Nanoscale Structural and Mechanical Properties of Nontypeable Haemophilus influenzae Biofilms

Abstract

Nontypeable Haemophilus influenzae (NTHI) bacteria are commensals in the human nasopharynx, as well as pathogens associated with a spectrum of acute and chronic infections. Two important factors that influence NTHI pathogenicity are their ability to adhere to human tissue and their ability to form biofilms.

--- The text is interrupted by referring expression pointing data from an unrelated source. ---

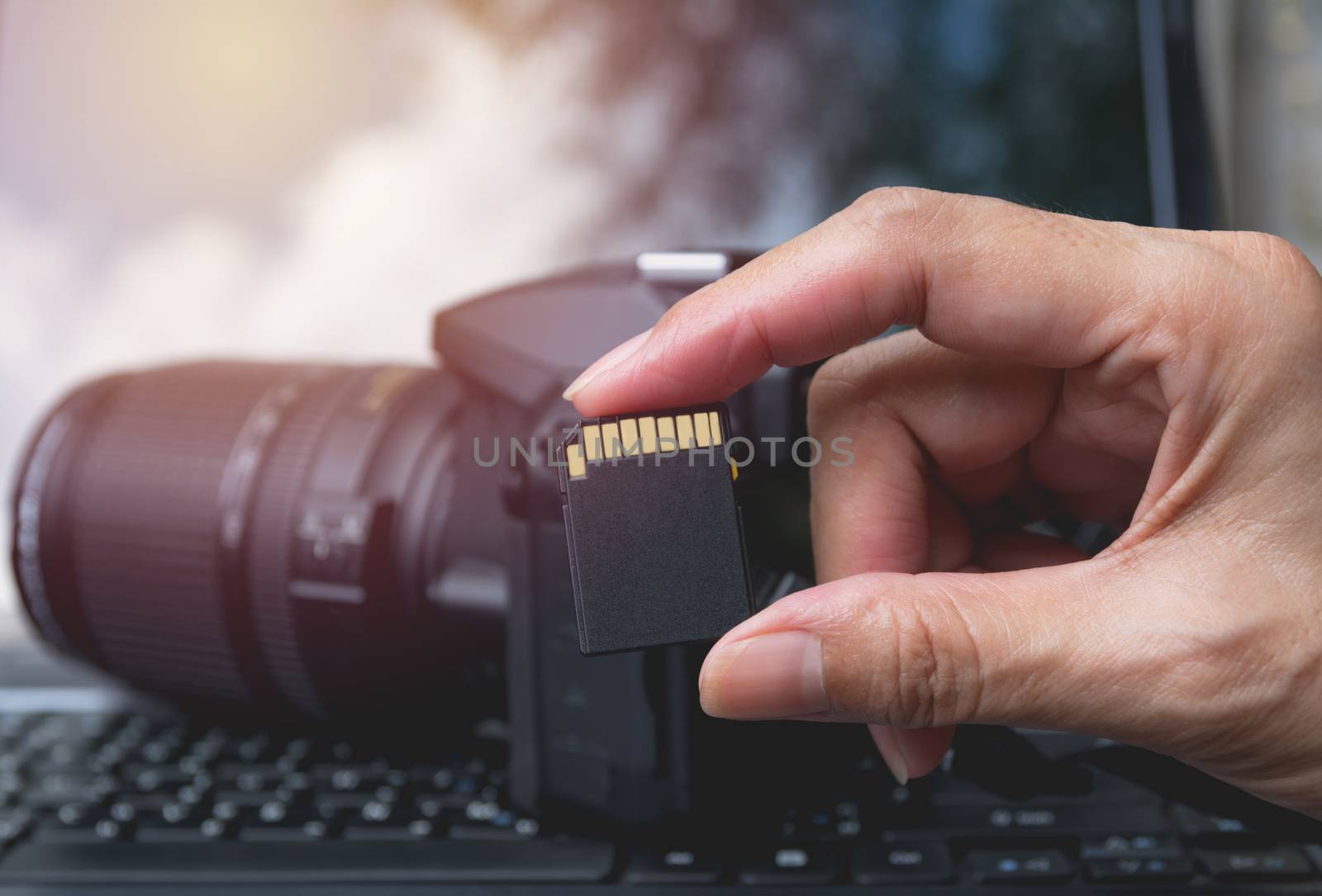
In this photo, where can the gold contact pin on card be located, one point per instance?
(611, 439)
(665, 435)
(592, 442)
(684, 429)
(648, 434)
(702, 429)
(630, 436)
(574, 455)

Extracellular polymeric substances (EPS) and bacterial appendages such as pili critically influence cell adhesion and intercellular cohesion during biofilm formation. Structural components in the outer cell membrane, such as lipopolysaccharides, also play a fundamental role in infection of the host organism. In spite of their importance, these pathogenic factors are not yet well characterized at the nanoscale. Here, atomic force microscopy (AFM) was used in aqueous environments to visualize structural details, including probable Hif-type pili, of live NTHI bacteria at the early stages of biofilm formation. Using single-molecule AFM-based spectroscopy, the molecular elasticities of lipooligosaccharides present on NTHI cell surfaces were analyzed and compared between two strains (PittEE and PittGG) with very different pathogenicity profiles. Furthermore, the stiffness of single cells of both strains was measured and subsequently their turgor pressure was estimated.